A Francisco Antonio Ruiz Caballero, sevillano a mucha honra y
maestro de palabras, esté donde esté.
Lo encontramos tendido sobre su lecho, tieso, cristalizado en ese
instante eterno en el que toda vanidad es patética e inútil, boca arriba
mirando el techo con sus ojos glaucos de muerto elegante abiertos congelados en
ese su último asombro de cuando vio la muerte entrar silenciosa como una etérea
babosa transparente por debajo de la puerta y erguirse como una silueta difusa
que se iba lentamente transformando en una dama de riguroso luto, alta,
delgadísima y tan hermosa que le dolía mirarla. Al principio nos asustó un
rumor misterioso que ocupaba la mitad del volumen del salón, (la otra mitad la
ocupaba su tibio y ambiguo perfume dulzón), y que no sabíamos de donde
provenía, pensamos que eran los murmullos de su fantasma desolado que se
resistía a entrar en la muerte, hasta que nuestros ojos se adaptaron a la tenue
luminosidad que entraba por las pequeñas ventanita cubiertas con unos raídos
tules de un color que debió ser violeta, y vimos el enjambre de libélulas
negras brillantes como aladas obsidianas y azules tornasoladas como fulgurantes
engendros del demonio, revoloteando en una lenta espiral sobre el impúdico
cadáver. Digo impúdico pues estaba semidesnudo en una actitud típica de vicioso
onanista que me privo de describir en esta relación por respeto a las damas que
de seguro la leerán buscando conocer algo de los postreros momentos de aquel
que fue amigo entrañable, y quizá algo más, de la distinguida y envidiada
socialité, la hermosa como la muerte Baronesa de Essex, hermana de Su Eminencia
el Cardenal Navrija-Sáenz.

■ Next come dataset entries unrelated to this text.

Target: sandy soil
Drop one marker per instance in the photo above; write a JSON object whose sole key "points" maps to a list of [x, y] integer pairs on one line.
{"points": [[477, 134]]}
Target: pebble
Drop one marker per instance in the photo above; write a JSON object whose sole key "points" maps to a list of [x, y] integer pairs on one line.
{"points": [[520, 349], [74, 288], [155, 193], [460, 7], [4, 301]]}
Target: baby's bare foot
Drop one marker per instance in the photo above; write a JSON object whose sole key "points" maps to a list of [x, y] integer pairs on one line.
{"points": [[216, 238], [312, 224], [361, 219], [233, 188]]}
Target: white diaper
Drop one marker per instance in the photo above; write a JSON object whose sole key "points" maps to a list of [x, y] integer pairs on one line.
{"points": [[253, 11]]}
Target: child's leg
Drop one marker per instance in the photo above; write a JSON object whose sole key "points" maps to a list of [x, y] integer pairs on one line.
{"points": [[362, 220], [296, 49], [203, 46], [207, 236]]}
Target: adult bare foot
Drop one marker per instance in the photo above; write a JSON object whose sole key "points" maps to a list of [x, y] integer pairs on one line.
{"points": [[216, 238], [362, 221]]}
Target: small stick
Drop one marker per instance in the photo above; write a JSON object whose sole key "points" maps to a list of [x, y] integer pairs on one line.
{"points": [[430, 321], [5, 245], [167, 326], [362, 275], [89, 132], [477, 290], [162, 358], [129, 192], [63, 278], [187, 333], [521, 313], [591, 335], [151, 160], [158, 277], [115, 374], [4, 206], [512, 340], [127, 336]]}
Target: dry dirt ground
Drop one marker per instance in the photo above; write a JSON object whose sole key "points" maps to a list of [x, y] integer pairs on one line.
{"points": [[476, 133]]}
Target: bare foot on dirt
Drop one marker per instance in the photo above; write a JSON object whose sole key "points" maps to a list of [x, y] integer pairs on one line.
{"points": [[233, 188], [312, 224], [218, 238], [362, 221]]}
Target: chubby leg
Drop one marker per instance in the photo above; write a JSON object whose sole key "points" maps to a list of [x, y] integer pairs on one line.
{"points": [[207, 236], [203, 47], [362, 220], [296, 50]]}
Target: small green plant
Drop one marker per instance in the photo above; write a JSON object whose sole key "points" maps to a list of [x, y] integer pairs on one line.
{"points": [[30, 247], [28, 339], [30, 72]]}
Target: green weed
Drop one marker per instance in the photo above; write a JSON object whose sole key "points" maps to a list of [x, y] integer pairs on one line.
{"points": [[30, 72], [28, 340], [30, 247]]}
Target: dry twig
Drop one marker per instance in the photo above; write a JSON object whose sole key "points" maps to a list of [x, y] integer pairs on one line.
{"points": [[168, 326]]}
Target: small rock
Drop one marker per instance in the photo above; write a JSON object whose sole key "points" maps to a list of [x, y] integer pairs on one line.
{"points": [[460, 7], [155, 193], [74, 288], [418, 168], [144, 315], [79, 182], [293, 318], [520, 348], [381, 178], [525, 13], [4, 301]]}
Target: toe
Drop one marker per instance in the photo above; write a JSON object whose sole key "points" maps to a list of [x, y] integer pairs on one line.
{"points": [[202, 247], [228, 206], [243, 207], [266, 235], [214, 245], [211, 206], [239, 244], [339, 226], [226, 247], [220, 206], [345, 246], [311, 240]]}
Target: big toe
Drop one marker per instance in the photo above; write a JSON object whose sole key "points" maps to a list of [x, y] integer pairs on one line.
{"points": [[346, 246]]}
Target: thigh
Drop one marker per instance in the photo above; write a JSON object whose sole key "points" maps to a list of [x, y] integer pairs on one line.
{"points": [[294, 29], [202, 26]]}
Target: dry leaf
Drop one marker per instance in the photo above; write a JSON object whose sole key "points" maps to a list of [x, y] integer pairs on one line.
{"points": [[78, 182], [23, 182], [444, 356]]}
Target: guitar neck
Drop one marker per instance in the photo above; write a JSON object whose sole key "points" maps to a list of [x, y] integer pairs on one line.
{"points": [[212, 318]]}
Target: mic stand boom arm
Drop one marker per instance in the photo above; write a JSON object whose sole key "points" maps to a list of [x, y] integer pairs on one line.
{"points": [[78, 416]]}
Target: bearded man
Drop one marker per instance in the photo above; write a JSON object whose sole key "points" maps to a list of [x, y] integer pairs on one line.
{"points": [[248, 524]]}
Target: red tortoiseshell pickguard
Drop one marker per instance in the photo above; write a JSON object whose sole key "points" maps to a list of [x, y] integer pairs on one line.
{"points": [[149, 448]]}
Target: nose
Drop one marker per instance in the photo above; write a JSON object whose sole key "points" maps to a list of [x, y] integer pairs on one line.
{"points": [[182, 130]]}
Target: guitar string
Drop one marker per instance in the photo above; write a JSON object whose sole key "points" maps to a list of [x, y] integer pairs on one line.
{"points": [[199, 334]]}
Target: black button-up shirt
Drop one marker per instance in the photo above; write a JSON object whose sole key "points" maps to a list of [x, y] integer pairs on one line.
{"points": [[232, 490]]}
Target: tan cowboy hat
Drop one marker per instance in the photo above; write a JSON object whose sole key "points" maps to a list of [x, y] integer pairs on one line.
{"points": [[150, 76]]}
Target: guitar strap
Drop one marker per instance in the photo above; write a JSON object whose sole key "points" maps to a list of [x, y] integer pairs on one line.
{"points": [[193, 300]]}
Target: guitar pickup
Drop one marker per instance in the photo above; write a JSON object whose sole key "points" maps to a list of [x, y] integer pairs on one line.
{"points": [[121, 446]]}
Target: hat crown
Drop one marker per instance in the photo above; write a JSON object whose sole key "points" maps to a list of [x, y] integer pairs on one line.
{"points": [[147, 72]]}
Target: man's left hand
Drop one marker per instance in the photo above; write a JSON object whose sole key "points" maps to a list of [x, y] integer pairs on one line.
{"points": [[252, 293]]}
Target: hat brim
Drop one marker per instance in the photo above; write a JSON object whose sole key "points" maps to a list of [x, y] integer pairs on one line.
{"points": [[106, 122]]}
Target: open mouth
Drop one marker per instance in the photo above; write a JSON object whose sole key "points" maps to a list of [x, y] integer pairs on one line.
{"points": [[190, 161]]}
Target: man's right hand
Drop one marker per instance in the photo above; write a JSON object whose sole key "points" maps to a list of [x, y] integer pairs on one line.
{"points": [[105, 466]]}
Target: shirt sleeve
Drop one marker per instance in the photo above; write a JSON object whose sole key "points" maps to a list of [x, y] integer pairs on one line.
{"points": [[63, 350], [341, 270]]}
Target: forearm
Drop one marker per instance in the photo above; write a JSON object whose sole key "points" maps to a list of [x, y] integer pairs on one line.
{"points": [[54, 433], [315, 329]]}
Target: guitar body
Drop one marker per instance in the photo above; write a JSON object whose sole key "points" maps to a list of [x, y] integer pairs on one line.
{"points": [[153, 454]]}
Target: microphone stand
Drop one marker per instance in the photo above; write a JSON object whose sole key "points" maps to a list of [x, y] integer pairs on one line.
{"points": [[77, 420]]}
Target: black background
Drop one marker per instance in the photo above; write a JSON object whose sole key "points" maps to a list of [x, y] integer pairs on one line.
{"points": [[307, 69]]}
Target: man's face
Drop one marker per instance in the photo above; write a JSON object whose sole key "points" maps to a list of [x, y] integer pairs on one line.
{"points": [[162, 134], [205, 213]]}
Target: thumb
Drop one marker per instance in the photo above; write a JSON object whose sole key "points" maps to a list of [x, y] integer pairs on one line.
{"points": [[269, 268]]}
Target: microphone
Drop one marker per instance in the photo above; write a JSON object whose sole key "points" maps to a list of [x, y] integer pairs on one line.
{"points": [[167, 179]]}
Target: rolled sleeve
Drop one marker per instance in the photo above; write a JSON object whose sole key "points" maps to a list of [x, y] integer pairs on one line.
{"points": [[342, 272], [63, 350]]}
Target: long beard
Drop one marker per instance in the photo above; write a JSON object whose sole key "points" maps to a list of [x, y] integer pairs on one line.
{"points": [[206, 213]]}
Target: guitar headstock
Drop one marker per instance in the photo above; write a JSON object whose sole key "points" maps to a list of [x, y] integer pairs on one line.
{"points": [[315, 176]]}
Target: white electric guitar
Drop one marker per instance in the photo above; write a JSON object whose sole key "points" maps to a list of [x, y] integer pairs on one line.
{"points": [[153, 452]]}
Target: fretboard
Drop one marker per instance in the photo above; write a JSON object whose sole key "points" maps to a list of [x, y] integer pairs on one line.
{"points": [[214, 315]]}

Por la brutal pestilencia que nos abundó de
indecentes efluvios colegimos que hacía muchos días que estaba ahí muerto,
borboteando en sus propias miasmas, esperando la requerida, merecida y digna
sepultura mientras lo devoraban con sibaritas urgencias dos escarabajos
amarillos y una afanosa miríada de voraces gusanos. El cuarto tenía ese aspecto
lúgubre y ascético de una celda monacal, contrastando con el resto del castillo
de exuberantes y recargadas decoraciones exageradas hasta lo barroco. En las
blancas paredes carcomidas por el tiempo encerrado en las penumbras colgaba una
mustia y borrosos copia litográfica de la pintura mural del ‘Ecce Homo’ de la
iglesia de Borja, pero no del original de la obra maestra de Elías García
Martínez, sino de la imagen burdamente
retocada por las manos ingenuas e inexpertas de la octogenaria vecina del
municipio, doña Cecilia Giménez, el Cristo de Borja. Nos quedamos ahí de pie
cabizbajos en un respetuoso silencio por un largo rato esperando que los
fúnebres fulgores rojo carmesí del Stabat Mater cesaran, que fue en el mismo
momento en que la gotera que embebía el lívido púrpura de sus labios dejó de
caer, entonces abrimos las ventanas para que huyeran las libélulas, envolvimos
sus mortales y pútridos despojos en una alfombra veneciana y lo arrastramos,
como las vacas muertas ahogadas que a veces sacamos del Guadalquivir, hasta el
jardín de los jazmines donde los dos burdos muchachones que solían visitarlo
habían cavado temprano, antes que llegáramos, su tumba. Allí lo enterramos sin
más, soportando su hedor repugnante y espantando las libélulas que habían
vuelto atraídas por el olor a cerdo podrido, a ángel podrido, a bestia podrida,
ese aroma sublime y a la vez impuro como el de un Dios insolente. Vale.
Santiago de Chile, en Octubre 19 de 2015.